The Business of Bags
People have so much stuff to carry around nowadays. Briefcases aren't just for paper anymore. Travel bags need to hold more than a change of clothes and some toiletries. So what will hold an end-users' phone, tablet, laptop, business papers, work attire, etc.? We spoke to two bag suppliers to find out the top bags for working in the office or on the road.
For Debco, business briefs and backpacks are big sellers for businesspeople. "I'd say that these days it's about 50/50, and that never used to be the case," said Alex Morin, executive vice president of sales and marketing for Debco, Concord, Ontario, Canada. "Business briefs used to be at least 80 percent of the market for business bags whereas now you're seeing tons of people gravitating toward a backpack."
Meanwhile Bags Depot Inc. cited the brief case and messenger bag as its top business sellers. "In most cases it's because it has room to store your electronic stuff, but also your paperwork," Emmanuel Olguin, customer service representative for Bags Depot Inc., Ontario, Calif., said.
Finding the Perfect Fit
After determining which type of bag best fits your client, learn what will be going in the bag. The product's size is geared purely around the desired contents, Olguin noted. "Usually they're trying to fit something specifically inside the bags," he said. "Let's say a specific type of laptop or a specific type of document and they want to make sure it fits."
Most business bags will have enough space and padding to carry a laptop, but many will be able to carry a lot more, Morin added. "So you're seeing the evolution of those bags as they've become a bit more complex and a bit more suitable toward the types of things we're carrying these days," he said. "People are carrying more than one device, so you'll often find that they have to have enough room for a laptop, and then enough room for a tablet and, of course, documents [they're] going to be taking, including perhaps a padfolio [they] would put in there."

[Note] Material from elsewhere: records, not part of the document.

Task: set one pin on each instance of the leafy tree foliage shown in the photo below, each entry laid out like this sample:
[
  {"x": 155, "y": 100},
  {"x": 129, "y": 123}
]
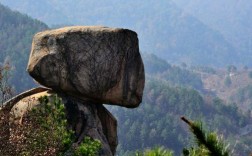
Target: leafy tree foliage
[
  {"x": 156, "y": 121},
  {"x": 6, "y": 90},
  {"x": 16, "y": 32},
  {"x": 208, "y": 142}
]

Additionally, grommet holes for speaker or headphones wires are also popular technology-related additions, he added. "People want to bring their music on the road so you're having people bring their Bluetooth speakers with them," Morin said.
Aside from safely storing electronic devices and important documents, businesspeople are looking for convenience, like not having to carry something in their hands, and extra components to accommodate everything else they carry on a daily basis, like a water bottle, keys, etc. "[A messenger bag] has room to store your electronic stuff, but also your paperwork," Olguin said. "It has compartments to store different things. Most of them come with a shoulder strap, so you can hang it around your body."
The popularity of business bags is only growing, Morin concluded. "Business never stops, people always have things to bring places, so you're going to need something to put those in and so I would say it's a category that is going to continue to grow," he said.
Rise of the Backpack
Morin mentioned that there is one bag category that is rising rapidly, and will continue to flourish in the future: backpacks. "[Backpacks are] just way more practical than anything else that's ever really been used," he explained.
Backpacks have become the go-to bags for both business and travel. Even those you'd least expect are picking up a backpack in lieu of a briefcase. "I've seen lawyers recently on planes with backpacks," he said. "I've seen politicians on planes with backpacks as well. I met a guy in the music industry on a flight to L.A. the other day, and he had a backpack. It's just interesting to see that it really spans the gamut when it comes to executives."
Morin explained the reasoning behind the growing trend of backpack use for business. "What's interesting is that the Gen Xers are the ones that are influencing that trend—the movement away from the strict business brief to the backpack—and they're the ones that are sort of challenging the notion that your bag has to be the way it looked years and years ago," he said.
Airlines also have played a role. By charging more to check luggage, more travelers opt to carry on their suitcase, leaving many to place their backpack under their seat or at their feet due to lack of room in the overhead bins. "So you don't want to make [the backpack] too big because then you won't have any legroom at all, so it's just got to be perfectly functional for an airplane so it will accommodate, of course, that laptop and important documents but not be so big that it takes up that entire space," Morin said.
But above all, it may just be convenience that is the biggest factor for this new preference. "You've got both your hands free, and that's great for us smartphone users," he said.